Le Prof. A. Toaff nous fit part avec regret de la réduction budgétaire affectant le département d'études dont il a la responsabilité. Notre ami le Prof. Arie Schlossberg, qui œuvre avec détermination pour la sauvegarde de tous les objets de notre mémoire présenta son plaidoyer pour la perpétuation de l'étude de notre passé par l'institution de bourses d'études

AUTOUR DE LA CONFERENCE :
L'Université de Bar Ilan eut la gentillesse de prévoir une soirée musicale. Dans un auditorium convivial, un orchestre oriental de près de 40 personnes dont paradoxalement beaucoup de Juifs d'origine russe donna un concert de musique égyptienne et orientale, avec quelques morceaux choisis du Maestro Hemsi.

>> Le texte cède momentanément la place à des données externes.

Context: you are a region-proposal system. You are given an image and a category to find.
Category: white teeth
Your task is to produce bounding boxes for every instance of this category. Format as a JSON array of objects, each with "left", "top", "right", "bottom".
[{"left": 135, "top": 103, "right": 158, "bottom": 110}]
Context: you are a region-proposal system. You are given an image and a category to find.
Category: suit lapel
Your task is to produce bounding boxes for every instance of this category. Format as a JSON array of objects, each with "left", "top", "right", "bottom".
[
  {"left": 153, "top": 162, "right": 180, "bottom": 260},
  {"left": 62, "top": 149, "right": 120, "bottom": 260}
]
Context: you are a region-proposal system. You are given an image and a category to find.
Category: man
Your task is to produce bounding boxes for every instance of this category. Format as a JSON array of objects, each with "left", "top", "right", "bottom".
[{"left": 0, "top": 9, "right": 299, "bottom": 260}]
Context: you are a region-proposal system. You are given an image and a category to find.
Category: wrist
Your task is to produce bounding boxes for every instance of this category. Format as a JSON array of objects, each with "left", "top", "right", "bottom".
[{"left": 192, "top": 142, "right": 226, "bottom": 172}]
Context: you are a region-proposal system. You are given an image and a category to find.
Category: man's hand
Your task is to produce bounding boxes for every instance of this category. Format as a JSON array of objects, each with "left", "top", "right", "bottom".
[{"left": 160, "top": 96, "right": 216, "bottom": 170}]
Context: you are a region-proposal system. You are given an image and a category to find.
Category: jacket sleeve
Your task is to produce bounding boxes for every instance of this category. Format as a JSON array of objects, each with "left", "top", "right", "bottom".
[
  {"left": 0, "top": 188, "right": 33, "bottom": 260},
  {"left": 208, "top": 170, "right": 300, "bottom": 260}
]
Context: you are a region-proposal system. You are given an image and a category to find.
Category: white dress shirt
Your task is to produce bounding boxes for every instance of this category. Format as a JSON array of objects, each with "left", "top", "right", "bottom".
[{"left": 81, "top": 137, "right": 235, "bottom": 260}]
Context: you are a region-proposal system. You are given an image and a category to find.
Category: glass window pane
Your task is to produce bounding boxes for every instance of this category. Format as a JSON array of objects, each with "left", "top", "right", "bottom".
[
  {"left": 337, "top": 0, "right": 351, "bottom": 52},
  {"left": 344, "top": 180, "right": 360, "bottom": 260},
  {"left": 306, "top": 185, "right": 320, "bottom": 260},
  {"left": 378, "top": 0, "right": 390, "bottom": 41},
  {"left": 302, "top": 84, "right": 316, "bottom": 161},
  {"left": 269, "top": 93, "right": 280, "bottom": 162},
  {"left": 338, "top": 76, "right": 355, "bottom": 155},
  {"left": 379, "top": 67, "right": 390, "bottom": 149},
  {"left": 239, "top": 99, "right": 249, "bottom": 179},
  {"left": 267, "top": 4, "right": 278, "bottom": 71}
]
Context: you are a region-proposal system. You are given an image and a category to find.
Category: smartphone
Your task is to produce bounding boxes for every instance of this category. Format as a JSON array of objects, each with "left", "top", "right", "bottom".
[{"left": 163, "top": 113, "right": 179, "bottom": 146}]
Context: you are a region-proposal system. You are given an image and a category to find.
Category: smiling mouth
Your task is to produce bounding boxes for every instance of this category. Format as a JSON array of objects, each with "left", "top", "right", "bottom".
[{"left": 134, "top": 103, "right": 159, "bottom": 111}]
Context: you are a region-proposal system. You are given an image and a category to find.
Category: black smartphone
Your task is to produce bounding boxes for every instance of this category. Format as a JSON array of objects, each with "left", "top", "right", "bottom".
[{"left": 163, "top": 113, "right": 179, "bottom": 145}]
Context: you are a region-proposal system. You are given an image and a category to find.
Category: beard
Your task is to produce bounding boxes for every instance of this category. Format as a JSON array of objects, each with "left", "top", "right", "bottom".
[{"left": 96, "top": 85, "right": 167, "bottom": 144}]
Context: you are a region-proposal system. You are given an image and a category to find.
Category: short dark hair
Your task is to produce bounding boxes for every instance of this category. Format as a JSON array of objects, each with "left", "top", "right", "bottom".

La musique bientôt disponible sur CD envoûta l'ensemble de l'auditoire.

Un film sur la vie extraordinaire, militante et courageuse de " Yolande ", mère de Gilbert de Botton, fut projeté.

Avec nos amis du CERPJE (Centre d' Etudes et de Recherche pour les Juifs d'Egypte), animé par Arie Schlossberg, une excursion à un Kibboutz frontalier avec plantation d'arbres fut organisé en guise de " hors d'œuvre " . Une visite au musée de Juifs Iraquiens, qui prête à réflexion et qui devrait nous inspirer eut lieu par la suite avec au " dessert ", pour le contingent venu de l'étranger, une soirée chaleureuse au restaurant Raphaël. Chacun fut convié à donner son avis sur la sauvegarde de notre mémoire tout en se délectant les papilles.

En conclusion, les participants sont convenus qu'il fallait renouveler cette conférence, de temps en temps dans différents pays, en assurant une information préalable plus largement diffusée afin de porter à la connaissance du plus grand nombre la richesse de culture, de notre histoire et de nos valeurs qui méritent un approfondissement régulier.